I completed my Crossing Thresholds course in 2017 having thoroughly enjoyed it and realising the ambitions I set myself, promotion being one of them. I’m not normally one for new years resolutions, but at the start of 2020, I decided I wanted to progress to the next grade by the end of the year.

I applied for vacancies as they came up and was offered a couple of interviews for Temporary Promotions. These were conducted virtually and this felt strange! The enormity of the interview was somewhat dulled as there was freedom from restraining my body language. I found my hands flaying around - becoming more expressive as the interview progressed. It was quite liberating, to be honest. As I’m used to telephone work, the interviews felt comfortable and calm. Funnily enough, I wasn’t offered either position. Drat.

As the year progressed and lockdown was imposed, my fervour for looking for jobs diminished slightly. How on earth was I going to achieve a promotion in these circumstances? I kept my Civil Service alerts open, checking through the jobs regularly. Finally, in late May four suitable vacancies came up.

I had an offer for an interview within a week. And so, I focused on preparing for the interview ahead. I guessed it would be held virtually, as my recently promoted friend was interviewed that way. Sure enough I was informed it would be a video conference with three interviewers on the panel.

I spoke to my friend who’d recently had a virtual interview and she said “You know you can have whatever you want written on your wall, the panel won’t see it! Post-it notes with key messages, prompt cards or even your entire competency if you want.” “Blimey,” I thought, “that’s true.”

But for me, having too much information was distracting, I had to remember people would be watching me, and I didn’t want to look as if I was reading. So instead key bullet points acted as a prompt when I got stuck.
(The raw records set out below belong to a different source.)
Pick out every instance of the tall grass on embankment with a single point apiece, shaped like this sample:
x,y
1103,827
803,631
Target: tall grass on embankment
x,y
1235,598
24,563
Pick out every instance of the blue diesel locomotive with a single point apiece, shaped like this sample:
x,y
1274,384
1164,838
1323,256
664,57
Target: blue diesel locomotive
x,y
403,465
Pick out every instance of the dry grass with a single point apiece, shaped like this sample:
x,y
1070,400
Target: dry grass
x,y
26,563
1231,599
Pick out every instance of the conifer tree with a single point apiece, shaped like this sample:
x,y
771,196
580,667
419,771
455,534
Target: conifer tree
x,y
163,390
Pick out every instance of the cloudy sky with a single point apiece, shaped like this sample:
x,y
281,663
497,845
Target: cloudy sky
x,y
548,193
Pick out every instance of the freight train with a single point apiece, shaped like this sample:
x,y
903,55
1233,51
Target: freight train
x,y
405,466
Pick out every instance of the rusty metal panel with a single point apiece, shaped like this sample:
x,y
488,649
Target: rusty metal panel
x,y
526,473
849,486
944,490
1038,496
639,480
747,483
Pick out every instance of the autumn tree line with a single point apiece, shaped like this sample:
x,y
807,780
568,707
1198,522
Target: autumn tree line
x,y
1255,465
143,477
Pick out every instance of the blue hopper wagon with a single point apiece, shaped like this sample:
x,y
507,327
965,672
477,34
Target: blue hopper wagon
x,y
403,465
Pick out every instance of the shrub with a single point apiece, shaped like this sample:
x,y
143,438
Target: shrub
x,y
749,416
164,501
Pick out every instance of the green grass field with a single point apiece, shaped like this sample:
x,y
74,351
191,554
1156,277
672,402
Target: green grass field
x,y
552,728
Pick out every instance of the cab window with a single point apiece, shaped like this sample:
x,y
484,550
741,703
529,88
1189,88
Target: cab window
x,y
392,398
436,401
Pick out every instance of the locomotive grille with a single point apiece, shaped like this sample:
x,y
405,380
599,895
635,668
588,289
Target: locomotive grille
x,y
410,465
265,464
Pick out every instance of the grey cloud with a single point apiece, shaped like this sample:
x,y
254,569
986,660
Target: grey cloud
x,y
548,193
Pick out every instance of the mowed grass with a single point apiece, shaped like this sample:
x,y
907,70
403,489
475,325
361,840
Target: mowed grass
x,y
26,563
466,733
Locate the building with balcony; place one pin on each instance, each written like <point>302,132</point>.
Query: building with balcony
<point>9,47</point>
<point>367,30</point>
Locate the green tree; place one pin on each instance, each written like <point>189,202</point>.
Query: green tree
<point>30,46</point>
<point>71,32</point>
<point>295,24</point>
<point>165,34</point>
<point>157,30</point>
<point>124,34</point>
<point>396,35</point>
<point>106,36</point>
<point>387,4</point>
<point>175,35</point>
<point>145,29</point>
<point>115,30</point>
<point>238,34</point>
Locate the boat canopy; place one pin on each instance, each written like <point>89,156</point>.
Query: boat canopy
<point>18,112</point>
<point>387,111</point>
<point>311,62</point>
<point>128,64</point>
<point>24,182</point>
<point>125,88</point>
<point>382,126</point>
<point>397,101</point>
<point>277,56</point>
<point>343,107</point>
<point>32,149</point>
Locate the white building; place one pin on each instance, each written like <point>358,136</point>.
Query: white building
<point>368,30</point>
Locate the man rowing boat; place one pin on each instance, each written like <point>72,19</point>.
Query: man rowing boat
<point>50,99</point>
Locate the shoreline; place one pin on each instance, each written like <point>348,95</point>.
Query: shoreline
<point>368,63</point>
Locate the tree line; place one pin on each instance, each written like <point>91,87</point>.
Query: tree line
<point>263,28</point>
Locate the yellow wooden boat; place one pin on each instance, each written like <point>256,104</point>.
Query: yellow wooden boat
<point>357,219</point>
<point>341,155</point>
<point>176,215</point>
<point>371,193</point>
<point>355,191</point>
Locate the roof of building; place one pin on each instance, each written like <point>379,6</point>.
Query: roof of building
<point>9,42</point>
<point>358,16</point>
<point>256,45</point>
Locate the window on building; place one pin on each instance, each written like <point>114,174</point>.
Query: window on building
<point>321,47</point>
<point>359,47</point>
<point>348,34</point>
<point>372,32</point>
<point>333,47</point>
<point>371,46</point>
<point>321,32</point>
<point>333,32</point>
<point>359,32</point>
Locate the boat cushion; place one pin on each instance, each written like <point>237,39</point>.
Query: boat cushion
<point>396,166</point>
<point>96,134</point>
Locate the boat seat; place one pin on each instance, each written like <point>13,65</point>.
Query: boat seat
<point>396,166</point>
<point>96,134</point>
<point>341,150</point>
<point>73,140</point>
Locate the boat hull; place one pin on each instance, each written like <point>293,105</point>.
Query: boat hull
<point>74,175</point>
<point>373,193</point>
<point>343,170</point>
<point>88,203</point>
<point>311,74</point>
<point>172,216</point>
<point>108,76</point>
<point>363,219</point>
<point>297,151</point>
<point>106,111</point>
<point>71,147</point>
In the interview, the chair explained that only the person asking the question would be on screen. They were well practised at this and the questions and video rotated seamlessly. I had to remember they could see me at all times. I tried to look directly at the camera rather the person speaking as this replicates the eye contact you would make in the room.  

The interview went well, despite a few stumbles on the first example! By the time the second one started, I’d found my flow and was speaking clearly and providing coherent examples.

After the example (behaviour questions), they went into strength questions, which they explained should be for no more than two minutes each. I found these to be the easiest part of the interview as my answers were unrehearsed and natural responses.  Then the interview was wrapped up with a couple of questions from me. Overall, it was a great experience. It was in the comfort of my home, I didn’t have to get dressed and travel across Essex and into London for it. I had the information I needed to hand and my makeup bag on the chair next to me! I can honestly say it’s the easiest and calmest interview I have ever had! It was a very different experience to arriving for an interview at the Home Office soaking wet, having travelled in a thunderstorm where my feet got so wet they were sloshing around in my shoes!

My recommendation to anyone anticipating an interview in the current crisis is:

  1. Get used to video calls -  be comfortable and familiar with your image on screen, so you are not distracted by it during your interview (on some platforms you can hide your own image if you find that more comfortable).
  2. Look directly into the camera directly to replicate eye contact.
  3. Hold your hands comfortably so you’re not overly gesticulating. If you’re expressive, practise using your hands under the level of the camera. But do what’s natural for you.
  4. If you post prompts on the wall, check how you look in the camera to ensure you’re not making it obvious you’re reading from them. This can be done by videoing a practice session!
  5. Enjoy it. Relax. And don’t forget to smile! This is from the comfort of your home. It can’t get any better than that.

I’m delighted to say I was offered the job. I’m really excited about the opportunities and challenges ahead. My advice is don’t give up just because the world of work is changing. Stay focused and aim for what you want. I wish you well in your endeavours.